EL LIBRO DE POESÍA CON EL QUE APRENDÍ A LEER

Comencé a estudiar en la escuela de El Palmar en septiembre de 1966, con 6 años, más limpio de saberes académicos que una tabla. Hasta entonces había vivido feliz, aprendiendo cosas de campo y tradición que aún hoy me sirven para mis escritos.

A los tres meses sabía leer y escribir como un doctor en filosofía. Tamaña proeza debía premiarse de alguna manera, y en una visita solemne de las que acostumbraba a hacer la inspectora doña Mª Paz Sáenz, después de hablar en voz baja con mi maestro me ordenó subir a una mesa, pronunció unas palabras que debieron ser grandilocuentes pero que recuerdo aterradoras, y puso en mis manos infantiles un libro; el primer libro que, excepción hecha de “Parvulitos”, era realmente mío.

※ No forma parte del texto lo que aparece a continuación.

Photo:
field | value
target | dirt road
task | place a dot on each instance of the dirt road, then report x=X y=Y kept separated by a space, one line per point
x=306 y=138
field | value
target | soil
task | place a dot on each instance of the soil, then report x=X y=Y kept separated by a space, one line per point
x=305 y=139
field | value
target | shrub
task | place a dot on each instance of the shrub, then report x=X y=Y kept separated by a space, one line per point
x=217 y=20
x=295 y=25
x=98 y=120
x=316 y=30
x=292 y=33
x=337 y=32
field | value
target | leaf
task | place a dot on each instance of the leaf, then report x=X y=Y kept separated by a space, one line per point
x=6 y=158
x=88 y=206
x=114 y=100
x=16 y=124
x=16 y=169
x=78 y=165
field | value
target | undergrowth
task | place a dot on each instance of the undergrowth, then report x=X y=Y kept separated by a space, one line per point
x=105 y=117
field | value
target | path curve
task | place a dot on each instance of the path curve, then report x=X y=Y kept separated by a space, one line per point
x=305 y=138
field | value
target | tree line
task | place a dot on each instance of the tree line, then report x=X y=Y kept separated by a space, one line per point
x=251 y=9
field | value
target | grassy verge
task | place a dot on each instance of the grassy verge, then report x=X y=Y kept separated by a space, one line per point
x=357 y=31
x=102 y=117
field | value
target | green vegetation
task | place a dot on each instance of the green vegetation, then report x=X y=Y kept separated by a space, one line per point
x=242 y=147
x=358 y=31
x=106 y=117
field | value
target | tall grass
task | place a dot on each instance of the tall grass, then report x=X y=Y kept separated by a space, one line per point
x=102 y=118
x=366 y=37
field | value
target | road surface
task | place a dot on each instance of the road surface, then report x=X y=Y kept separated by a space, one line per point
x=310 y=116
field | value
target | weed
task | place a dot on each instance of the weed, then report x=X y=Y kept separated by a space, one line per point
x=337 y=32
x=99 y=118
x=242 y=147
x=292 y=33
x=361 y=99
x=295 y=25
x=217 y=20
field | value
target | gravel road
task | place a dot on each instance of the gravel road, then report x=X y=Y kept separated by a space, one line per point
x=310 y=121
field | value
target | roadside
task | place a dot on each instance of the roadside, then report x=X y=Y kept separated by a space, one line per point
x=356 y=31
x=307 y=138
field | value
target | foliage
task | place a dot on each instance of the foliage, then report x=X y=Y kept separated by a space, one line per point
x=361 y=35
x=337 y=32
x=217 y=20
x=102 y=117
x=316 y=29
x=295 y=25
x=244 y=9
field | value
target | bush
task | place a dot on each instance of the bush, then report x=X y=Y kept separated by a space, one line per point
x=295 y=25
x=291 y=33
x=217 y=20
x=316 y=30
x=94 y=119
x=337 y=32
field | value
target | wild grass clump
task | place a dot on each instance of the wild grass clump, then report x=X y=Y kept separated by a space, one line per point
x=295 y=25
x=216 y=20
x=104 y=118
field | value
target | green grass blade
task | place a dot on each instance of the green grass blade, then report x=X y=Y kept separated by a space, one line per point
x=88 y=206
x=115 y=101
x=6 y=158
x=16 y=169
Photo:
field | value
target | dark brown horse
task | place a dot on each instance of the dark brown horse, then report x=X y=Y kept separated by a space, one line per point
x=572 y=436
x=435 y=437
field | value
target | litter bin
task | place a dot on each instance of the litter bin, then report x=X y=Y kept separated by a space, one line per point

El libro era “Alma Serena” de Ignacio Quintana Marrero, y durante meses fue mi diversión preferida repetir una y otra vez aquellos versos que tan musicalmente sonaban y que, con emoción contenida, leía a todo el que quisiera escucharme. Puedo decir, con orgullo, que aprendí a leer con aquel libro que aún conservo, y que brotó del buen hacer y de la sensibilidad de un terorense del que celebramos este año el centenario de su nacimiento.

Ignacio Quintana nació en Teror el 25 de mayo de 1909, hijo de don Francisco Quintana y de su segunda mujer, doña Felisa Marrero. Descendiente de una ilustre familia, implantada en la isla en el mismo momento de la conquista, los Quintana llegaron a Teror con el matrimonio, a fines del XVI, de don Blas de Quintana y Cabrera, Regidor Perpetuo de la Gran Canaria, con doña Isabel Pérez de Villanueva, Camarera de Nª Sª del Pino. Con tales raíces, las ramas debían ser, por obligación, copiosamente fecundas.

La acendrada espiritualidad familiar y el ambiente que rodearon su andadura vital los primeros años, lo condujeron, como a otros muchos jóvenes de los campos canarios, a las aulas del Seminario, pero “retornó al siglo” y a la Villa al cabo de algún tiempo –tal como escribiera Joaquín Artiles en el prólogo al Breviario Lírico- “enfermo de poesía y, tal vez, enfermo también de amor…”

De la enfermedad física, sanó. La enfermedad del alma; el afecto sensible, profundo, hacia la poesía, la familia, el trabajo,… le duró toda la vida.

Del afecto hacia su tierra natal y la Virgen del Pino nacieron infinidad de actuaciones que conllevaron desde el aumento y mejora de las Fiestas del Pino (fue su primer pregonero en 1948), las gestiones para la construcción del Instituto, el Himno Popular de 1955, sus libros y poemas.

Del la pasión hacia su trabajo destacó su excelente labor como periodista interesado en promover y propagar las excelencias de la isla, su pulcra actuación durante años como Presidente de la Asociación de la Prensa de Las Palmas, etc.

FOTOGRAFÍA: IGNACIO QUINTANA Y SU FAMILIA

De la querencia profunda hacia la literatura, sus obras: Arpa de las Islas, La Virgen del Pino en la Historia de Gran Canaria.

Y del intenso amor hacia su esposa (doña Margarita Carlo Quevedo, miembro de una destacada familia de Las Palmas) y sus hijos, surgió una familia que ha prolongado su herencia de valores, respeto, trabajo y afecto hasta un siglo después de su nacimiento. Por algo, el libro con el que aprendí a leer poesía lo dedicaba a : “Gloria, Ignacio Xavier, Margarita Dolores, María del Pino, Francisco José. Los cinco mejores versos de mi lírica mejor”, una expresión tan hermosa que sólo podía surgir de un corazón, a la vez sensible y fuerte, como fue el de don Ignacio Quintana Marrero.